|Abstract Title:||Quantitative drug metabolite profiling without authentic standards or radiolabels using LC-ICP-MS|
|Presenter Name:||Dr Filip Cuyckens|
Abstract Information :
Radiotracer technology (14C or 3H) still is the method of choice to study the in vivo disposition of a new drug. Due to its structure independent response and selectivity it enables the quantitative detection of the parent drug and all of its metabolites in verbonden metcomplex matrices and in the absence of authentic standards. There can, however, be ethical reasons or cost concerns that hinder the use of radiotracers, e.g., no radiolabels are usually available in discovery or used in first-in-human studies.
Inductively coupled plasma - mass spectrometry (ICP-MS) allows the detection of elements that are often encountered in drug molecules. Since the intensity of the signal obtained with ICP-MS is also independent of the chemical structure analysed it can be a valuable alternative for radioactive detection.

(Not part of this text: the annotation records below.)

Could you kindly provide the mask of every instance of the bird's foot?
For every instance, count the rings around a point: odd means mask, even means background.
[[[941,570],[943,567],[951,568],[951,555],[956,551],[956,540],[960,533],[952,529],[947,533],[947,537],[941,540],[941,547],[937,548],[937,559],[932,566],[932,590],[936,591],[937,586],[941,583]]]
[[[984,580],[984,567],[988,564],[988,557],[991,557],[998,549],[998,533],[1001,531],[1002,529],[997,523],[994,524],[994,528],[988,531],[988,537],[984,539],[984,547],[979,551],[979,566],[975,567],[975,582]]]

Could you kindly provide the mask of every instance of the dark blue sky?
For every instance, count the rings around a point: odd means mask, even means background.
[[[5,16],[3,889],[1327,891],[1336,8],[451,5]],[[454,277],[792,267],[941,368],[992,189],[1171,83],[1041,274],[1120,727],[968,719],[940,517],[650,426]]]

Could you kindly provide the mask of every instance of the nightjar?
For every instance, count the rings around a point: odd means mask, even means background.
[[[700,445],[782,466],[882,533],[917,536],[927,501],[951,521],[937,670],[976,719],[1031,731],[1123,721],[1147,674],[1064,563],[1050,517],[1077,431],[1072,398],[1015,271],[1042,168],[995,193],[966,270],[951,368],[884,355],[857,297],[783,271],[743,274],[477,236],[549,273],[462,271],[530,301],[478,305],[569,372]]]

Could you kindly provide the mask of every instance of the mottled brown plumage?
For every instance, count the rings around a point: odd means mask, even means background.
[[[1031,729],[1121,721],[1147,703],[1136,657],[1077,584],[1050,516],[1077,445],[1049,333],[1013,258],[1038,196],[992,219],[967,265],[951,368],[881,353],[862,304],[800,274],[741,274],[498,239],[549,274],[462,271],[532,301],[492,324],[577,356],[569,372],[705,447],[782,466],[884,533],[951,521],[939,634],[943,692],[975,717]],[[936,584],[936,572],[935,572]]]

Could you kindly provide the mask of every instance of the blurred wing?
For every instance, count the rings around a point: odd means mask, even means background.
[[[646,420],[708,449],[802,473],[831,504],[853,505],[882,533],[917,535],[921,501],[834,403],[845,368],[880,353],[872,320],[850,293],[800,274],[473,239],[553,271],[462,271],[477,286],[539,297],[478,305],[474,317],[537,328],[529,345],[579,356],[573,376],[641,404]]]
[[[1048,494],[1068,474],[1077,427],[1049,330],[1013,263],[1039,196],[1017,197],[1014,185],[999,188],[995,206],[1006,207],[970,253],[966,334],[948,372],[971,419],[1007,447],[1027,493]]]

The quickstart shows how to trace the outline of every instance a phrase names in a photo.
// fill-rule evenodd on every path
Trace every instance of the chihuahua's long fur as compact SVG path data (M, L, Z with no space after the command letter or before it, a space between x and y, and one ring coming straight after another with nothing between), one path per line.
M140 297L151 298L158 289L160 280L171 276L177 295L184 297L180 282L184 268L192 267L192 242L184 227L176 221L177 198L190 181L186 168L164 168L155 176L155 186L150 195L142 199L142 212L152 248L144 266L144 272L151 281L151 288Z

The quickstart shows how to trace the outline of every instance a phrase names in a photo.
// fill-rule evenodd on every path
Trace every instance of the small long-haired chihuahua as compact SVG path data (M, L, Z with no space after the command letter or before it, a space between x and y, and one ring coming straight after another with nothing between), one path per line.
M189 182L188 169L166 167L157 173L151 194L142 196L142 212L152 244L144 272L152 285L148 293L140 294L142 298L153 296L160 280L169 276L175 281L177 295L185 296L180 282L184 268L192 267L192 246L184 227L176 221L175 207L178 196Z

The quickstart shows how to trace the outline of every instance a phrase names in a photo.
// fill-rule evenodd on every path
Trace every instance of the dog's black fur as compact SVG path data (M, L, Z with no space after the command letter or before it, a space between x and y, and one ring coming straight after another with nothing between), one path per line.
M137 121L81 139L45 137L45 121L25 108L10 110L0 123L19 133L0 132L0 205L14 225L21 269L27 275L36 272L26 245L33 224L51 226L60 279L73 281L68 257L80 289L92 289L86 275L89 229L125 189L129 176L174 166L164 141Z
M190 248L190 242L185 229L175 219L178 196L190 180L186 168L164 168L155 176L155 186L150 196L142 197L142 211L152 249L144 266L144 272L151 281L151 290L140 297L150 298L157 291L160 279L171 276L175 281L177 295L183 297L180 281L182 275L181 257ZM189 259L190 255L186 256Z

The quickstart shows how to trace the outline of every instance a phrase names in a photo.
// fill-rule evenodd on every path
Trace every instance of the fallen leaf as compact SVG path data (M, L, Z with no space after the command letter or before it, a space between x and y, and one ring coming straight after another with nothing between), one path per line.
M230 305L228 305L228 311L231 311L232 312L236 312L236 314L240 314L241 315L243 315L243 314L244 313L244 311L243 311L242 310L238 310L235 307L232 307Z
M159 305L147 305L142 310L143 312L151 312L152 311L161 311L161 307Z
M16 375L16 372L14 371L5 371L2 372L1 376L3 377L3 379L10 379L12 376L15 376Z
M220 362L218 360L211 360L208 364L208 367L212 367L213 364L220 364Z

LC-ICP-MS methods were developed for the accurate quantification of bromine, chlorine and sulphur containing drug molecules and their metabolites. Online isotope dilution, reverse online isotope dilution or a mathematical correction5 were applied to correct for the change in instrumental response inherent to the changing eluent composition during the LC gradient.
The quantitative results obtained by LC-ICP-MS and radio-LC analysis on the same in vivo samples were in very good accordance. The sensitivity of the LC-ICP-MS detection showed to be comparable or better than with radioactive detection. Bromine quantification with LC-ICP-MS on patient samples was used, for the first time ever, as an alternative for a traditional radioactive human ADME study.
Finally, simple derivatization strategies were developed introducing ICP-MS detectable hetero-elements in compounds containing an amine, phenol and/or carboxylic acid moiety, making the analysis and quantification possible of compounds normally not detectable with ICP-MS.